Background to this inspection
Updated
28 April 2017
The Orchard Medical Practice is a two-site GP service and provides GP services under a General Medical Services contract. Services are provided from the following main location and the branch dispensing practice. Patients can attend either of the two locations. We visited both practices during this inspection and the branch practice is a dispensing practice:
Broughton Astley Surgery (the main practice)
Orchard Road
Broughton Astley
Leicester
LE9 6RG
Ullesthorpe Surgery (the branch and dispensing practice)
Station Road
Ullesthorpe
Leicestershire
LE17 5BT
The service has a clinical team of five partner GPs and one salaried GP, including three females and three males. There is a long-term locum GP and two locum GPs for maternity cover. GPs provide 50.5 sessions per week. The nursing team is led by an advanced nurse practitioner and includes a minor illness nurse, a practice nurse, a healthcare assistant and a phlebotomist. A practice manager, an assistant practice manager and a team of 13 non-clinical staff provide support. The dispensing practice is staffed by a practice nurse, dispensing manager, a dispenser and a receptionist. A GP is available at this site daily.

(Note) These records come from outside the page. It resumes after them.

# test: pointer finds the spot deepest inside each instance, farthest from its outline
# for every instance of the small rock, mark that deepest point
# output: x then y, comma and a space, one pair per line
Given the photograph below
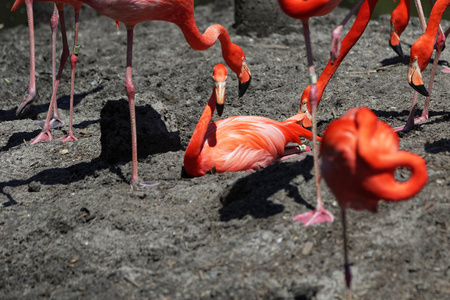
34, 187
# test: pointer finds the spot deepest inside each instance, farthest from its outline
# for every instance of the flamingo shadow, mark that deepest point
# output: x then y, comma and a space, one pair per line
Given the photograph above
249, 195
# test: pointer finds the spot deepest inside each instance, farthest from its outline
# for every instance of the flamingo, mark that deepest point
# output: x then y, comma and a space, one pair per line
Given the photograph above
304, 10
359, 157
239, 143
420, 55
353, 35
181, 13
399, 20
50, 122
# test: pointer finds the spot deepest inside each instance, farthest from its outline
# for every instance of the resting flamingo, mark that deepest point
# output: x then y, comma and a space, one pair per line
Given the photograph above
304, 10
238, 143
181, 13
58, 15
420, 55
359, 157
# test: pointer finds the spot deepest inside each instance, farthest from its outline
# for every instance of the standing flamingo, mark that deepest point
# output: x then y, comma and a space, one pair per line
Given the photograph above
31, 92
359, 157
181, 13
420, 55
238, 143
353, 35
304, 10
399, 20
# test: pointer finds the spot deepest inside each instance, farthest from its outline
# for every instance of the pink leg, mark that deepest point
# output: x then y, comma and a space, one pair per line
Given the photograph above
320, 214
135, 182
336, 35
31, 92
70, 137
45, 135
56, 121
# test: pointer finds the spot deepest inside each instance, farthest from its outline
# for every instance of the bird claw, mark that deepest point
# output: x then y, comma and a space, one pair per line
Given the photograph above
143, 184
67, 138
54, 123
315, 217
42, 137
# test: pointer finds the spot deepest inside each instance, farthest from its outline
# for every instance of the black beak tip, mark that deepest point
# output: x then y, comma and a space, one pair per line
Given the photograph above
219, 109
244, 86
421, 89
397, 49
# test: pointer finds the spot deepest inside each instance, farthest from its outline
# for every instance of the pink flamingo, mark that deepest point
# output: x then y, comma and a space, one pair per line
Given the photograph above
304, 10
238, 143
399, 20
359, 157
31, 92
181, 13
353, 35
420, 56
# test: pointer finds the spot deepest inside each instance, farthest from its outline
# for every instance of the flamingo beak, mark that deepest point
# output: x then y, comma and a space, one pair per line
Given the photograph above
394, 42
220, 97
244, 79
415, 78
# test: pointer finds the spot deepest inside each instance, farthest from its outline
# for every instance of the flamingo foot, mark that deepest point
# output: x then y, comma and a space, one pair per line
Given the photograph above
143, 184
43, 136
68, 138
54, 123
335, 43
319, 215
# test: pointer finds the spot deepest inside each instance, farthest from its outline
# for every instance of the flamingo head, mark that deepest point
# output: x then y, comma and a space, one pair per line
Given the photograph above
394, 40
220, 78
415, 79
235, 59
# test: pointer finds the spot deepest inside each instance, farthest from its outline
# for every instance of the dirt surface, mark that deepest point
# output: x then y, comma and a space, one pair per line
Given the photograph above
72, 229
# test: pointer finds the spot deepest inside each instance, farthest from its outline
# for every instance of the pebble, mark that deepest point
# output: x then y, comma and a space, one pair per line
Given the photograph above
34, 187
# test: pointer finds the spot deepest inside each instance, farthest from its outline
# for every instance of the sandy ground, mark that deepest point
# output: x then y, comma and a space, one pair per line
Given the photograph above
72, 229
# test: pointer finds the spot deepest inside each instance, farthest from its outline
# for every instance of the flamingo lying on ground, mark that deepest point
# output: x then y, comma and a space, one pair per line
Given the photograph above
181, 13
359, 157
58, 15
238, 143
420, 55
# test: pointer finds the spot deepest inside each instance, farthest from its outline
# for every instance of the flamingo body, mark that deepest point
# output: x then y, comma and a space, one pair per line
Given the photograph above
359, 157
238, 143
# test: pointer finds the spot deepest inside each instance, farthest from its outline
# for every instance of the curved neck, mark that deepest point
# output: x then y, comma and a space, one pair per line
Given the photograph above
198, 137
435, 17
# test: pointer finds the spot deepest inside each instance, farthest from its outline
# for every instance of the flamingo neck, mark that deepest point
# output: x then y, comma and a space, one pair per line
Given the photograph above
198, 137
426, 41
400, 16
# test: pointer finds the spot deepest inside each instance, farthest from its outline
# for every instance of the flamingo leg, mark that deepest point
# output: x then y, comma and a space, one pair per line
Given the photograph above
74, 58
131, 92
45, 134
30, 94
347, 271
320, 214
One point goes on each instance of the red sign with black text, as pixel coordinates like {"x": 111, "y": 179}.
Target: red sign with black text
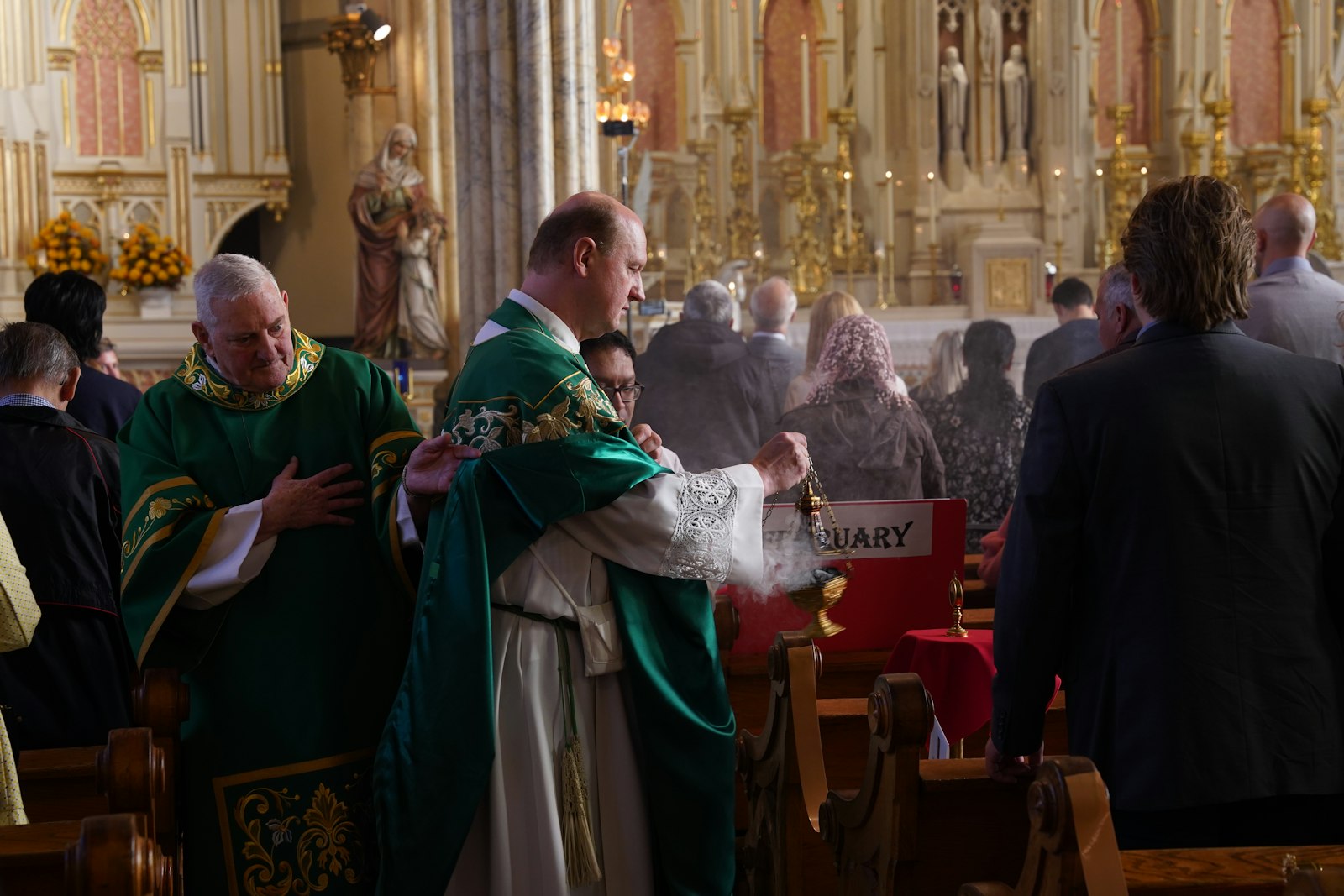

The practice is readily accessible for people who use wheelchairs and by parents with pushchairs. A portable hearing loop system is available and the reception area has recently been refurbished to offer a calmer space that more easily enables patients to speak with receptionists confidentially.
The practice services a patient list of 11,185 and is in an area of very low levels of deprivation. Of the patient list, 69% are living with a long-term condition and 58% are in paid employment or full time education. The number of patients who are unemployed (4%) is comparable to the clinical commissioning group average of 3% and the national average of 4%.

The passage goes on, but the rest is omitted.